In the illustrated embodiment, a mobile client 110 may initiate a streaming video session with a media server 115 over the wireless network 100. For example, the client 110 may request a streaming video session by sending an RTSP message to the server 115. To initiate a media session, the mobile client 110 exchanges signaling messages with the media server 115 to establish a streaming media session and negotiate session parameters, e.g. the bit-rate at which the media is to be streamed. The mobile client 110 also exchanges lower-layer signaling messages with the RNC 130, the SGSN 103, and the GGSN 120 to establish a radio access bearer channel. The radio access bearer channels are typically configured to maintain desired Quality-of-Service (QoS) characteristics, e.g. if best-effort bearer service is deemed inadequate. Once the radio access bearer channel is established and the streaming media session is set up, the media server 115 transmits packets carrying the media to the mobile client 110, via the GGSN 120, the SGSN 103, the RNC 130, and the base station 107. The mobile client 110 sends periodic feedback messages along the reverse path from the base station 107 to the RNC 130, SGSN 103, GGSN 120, and media server 115. Owing to uplink bandwidth limitations in wireless access networks, the uplink feedback messages are transmitted relatively infrequently, e.g. once every 3-4 seconds.

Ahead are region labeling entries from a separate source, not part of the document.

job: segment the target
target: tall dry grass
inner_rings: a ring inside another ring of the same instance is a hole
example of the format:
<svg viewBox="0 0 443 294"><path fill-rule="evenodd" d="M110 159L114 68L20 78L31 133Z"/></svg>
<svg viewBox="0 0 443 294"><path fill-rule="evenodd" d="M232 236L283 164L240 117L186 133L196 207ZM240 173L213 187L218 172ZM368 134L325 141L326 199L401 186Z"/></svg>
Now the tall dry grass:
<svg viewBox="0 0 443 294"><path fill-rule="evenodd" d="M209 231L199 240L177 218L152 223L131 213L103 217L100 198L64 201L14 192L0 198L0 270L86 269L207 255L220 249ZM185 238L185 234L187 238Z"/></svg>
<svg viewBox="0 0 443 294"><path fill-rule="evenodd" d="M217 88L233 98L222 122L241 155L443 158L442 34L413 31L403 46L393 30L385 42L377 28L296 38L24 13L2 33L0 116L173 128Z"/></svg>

Packets carrying the media and feedback messages transmitted by the mobile client 110 are carried transparently by the network elements. Thus, the signaling (in the form of feedback messages from the mobile client 110) that helps the media server 115 make control decisions (such as changing transmission rate or content rate) is essentially end-to-end, with no intervention by the network elements. For example, the media server 115 may be responsible for content rate control. Conventional media servers 115 perform content rate control by estimating buffer levels at the mobile client 110 based upon the number of packets transmitted by the media server 115 and an estimate of the play out time at the mobile client 110 that is determined using the end-to-end feedback from the mobile client 110. The media server 115 may also transmit some control/signaling messages to the mobile client 110 on a periodic basis. These messages, such as “server reports” are also carried transparently by the network elements. The media server's control decisions are therefore based on the rather infrequent feedback received from the mobile client 110, which does not have direct knowledge of the channel conditions. Consequently, the media server 115 cannot make timely decisions to avoid packet losses or prevent rebuffering events that are detrimental to the quality of the streaming media service.